Drzwi

27K 1.8K 122
                                    

Zjadłam pyszny posiłek i zadowolona, wyszłam z jadalni.

Przez całą godzinę, chodziłam po pomieszczeniach, szukając nie wiem czego. Jak się okazało, miejscem w którym byłam przetrzymywana, był zwykły dom. W końcu stanęłam przed wielkimi drzwiami, prowadzącymi chyba na zewnątrz. Rozejrzałam się do okoła. Pusto. Dobrze!

Chwyciłam za klamkę, chcąc wyjść.

Oczywiście zamknięte! No, a jakżeby inaczej?

Głośno westchnęłam, i ruszyłam w poszukiwaniu czegoś ciekawego.

Szłam korytarzem, spoglądając na wszystko, co się da. Ciemne, lekko zniszczone panele, lichtarze po bokach, i jak już wcześniej wspomimałam, dziwnie podrapane ściany.

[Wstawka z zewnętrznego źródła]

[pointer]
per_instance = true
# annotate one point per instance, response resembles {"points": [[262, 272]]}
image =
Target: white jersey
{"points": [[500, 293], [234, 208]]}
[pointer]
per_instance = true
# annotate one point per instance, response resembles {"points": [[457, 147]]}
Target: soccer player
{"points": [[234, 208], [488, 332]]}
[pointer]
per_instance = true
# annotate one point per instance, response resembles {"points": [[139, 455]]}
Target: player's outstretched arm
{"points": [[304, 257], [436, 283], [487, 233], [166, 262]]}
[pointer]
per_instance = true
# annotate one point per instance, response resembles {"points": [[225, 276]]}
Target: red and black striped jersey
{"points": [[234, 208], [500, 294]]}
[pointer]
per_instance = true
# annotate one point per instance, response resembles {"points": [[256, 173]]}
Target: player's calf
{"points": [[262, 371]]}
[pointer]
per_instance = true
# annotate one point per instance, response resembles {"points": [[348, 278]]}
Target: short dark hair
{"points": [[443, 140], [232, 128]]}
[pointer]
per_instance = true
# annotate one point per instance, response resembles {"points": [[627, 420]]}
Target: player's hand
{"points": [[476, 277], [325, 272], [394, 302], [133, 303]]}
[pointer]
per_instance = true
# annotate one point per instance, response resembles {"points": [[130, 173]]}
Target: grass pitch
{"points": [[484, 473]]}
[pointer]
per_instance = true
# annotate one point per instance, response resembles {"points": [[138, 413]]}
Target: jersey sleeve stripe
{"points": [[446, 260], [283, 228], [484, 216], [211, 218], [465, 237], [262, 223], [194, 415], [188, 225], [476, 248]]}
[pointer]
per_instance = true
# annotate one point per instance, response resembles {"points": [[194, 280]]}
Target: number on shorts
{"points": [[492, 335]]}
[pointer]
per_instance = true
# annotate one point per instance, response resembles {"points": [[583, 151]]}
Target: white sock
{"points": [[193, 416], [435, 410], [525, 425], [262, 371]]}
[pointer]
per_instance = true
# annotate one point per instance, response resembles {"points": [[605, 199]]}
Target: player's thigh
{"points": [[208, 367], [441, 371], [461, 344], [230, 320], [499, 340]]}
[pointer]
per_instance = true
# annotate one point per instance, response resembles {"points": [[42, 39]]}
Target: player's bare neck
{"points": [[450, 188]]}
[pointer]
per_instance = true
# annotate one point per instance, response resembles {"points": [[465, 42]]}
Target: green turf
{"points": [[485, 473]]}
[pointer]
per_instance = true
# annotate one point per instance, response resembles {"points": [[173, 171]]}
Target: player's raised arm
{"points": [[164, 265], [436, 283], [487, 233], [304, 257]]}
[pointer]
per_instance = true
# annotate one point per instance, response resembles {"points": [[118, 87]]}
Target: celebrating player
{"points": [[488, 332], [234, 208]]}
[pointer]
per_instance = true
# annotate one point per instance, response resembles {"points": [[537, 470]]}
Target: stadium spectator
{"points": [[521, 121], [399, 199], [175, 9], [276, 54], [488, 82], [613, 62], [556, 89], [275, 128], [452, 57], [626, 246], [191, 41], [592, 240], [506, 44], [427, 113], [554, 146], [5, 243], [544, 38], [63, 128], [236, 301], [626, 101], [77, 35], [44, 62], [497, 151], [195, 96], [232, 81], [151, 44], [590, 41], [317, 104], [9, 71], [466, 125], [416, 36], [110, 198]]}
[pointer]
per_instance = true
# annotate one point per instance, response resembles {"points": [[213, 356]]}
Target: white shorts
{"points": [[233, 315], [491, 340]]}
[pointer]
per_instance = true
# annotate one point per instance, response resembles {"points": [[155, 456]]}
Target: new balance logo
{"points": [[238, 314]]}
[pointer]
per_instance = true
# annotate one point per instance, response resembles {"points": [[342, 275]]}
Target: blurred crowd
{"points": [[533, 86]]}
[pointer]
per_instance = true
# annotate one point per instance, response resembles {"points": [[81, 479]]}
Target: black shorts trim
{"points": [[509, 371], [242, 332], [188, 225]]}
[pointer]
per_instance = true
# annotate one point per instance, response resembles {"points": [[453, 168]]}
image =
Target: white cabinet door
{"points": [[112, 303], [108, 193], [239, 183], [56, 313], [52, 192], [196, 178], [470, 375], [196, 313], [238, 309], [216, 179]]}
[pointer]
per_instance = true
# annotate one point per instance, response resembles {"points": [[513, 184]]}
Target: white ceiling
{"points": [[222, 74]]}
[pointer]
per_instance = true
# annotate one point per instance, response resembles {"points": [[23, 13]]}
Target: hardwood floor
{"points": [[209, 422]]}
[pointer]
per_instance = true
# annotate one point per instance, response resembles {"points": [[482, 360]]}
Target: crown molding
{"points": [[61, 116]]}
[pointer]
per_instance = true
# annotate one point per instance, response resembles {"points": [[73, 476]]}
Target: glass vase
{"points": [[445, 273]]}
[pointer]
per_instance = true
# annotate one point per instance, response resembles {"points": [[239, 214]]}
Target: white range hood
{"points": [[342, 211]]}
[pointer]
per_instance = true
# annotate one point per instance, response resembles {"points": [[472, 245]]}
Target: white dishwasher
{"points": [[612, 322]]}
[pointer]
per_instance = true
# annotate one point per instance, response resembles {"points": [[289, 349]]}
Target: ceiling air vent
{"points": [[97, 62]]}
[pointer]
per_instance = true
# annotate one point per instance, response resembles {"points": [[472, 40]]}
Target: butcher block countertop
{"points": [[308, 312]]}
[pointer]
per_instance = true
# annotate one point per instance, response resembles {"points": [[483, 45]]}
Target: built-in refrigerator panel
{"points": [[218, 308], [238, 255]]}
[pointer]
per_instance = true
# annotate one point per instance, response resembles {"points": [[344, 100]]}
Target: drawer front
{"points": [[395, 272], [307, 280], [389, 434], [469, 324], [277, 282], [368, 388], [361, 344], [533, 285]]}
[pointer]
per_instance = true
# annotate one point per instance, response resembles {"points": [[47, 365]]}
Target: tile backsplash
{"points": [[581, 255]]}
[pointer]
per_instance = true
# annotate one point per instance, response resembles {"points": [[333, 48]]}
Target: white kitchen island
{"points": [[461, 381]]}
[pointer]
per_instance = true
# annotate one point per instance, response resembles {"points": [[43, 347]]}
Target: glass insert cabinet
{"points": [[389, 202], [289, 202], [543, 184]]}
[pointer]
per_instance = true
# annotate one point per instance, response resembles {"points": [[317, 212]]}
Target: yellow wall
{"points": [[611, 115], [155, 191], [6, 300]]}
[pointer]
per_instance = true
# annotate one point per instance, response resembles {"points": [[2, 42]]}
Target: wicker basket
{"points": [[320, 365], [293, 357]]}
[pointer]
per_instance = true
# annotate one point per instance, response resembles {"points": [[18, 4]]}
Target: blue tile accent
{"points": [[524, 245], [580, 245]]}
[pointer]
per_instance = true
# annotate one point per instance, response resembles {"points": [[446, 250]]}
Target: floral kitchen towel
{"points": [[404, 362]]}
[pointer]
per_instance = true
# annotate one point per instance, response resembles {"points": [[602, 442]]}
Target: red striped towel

Moją uwagę, przykuły drzwi. Nie takie jak reszta... były one, ciemne, zniszczone i stare.
Jednym słowem, mroczne.
Rozejrzałam się, i stwierdziłam, że jest tu dość dziwnie za cicho.
Brak oświetlenia, w tej części korytarza był dziwny, ale także rzucał cień, który mnie zaintrygował.
Podeszłam bliżej, chcąc wejść do środka. Coś jest, nie tak... Zmarszczyłam brwi, widząc, że "Urządzenie, posiada defekt"
Jaki?
Klamka! Nie ma, klamki!
Popchnęłam drewno licząc, że się otworzą.

Po chwili drzwi, charakterystycznie skrzypiąc zrobiły to, na co liczyłam.

Uchyliłam je szerzej wchodząc do środka. Znajdowałam się w jakimś pokoju, całkiem dobrze oświetlonym, przez wpadające promienie księżyca. Stałam, na przeciwko okna.
Przymknęłam powieki, czująć na swojej twarzy, to przyjemne światło.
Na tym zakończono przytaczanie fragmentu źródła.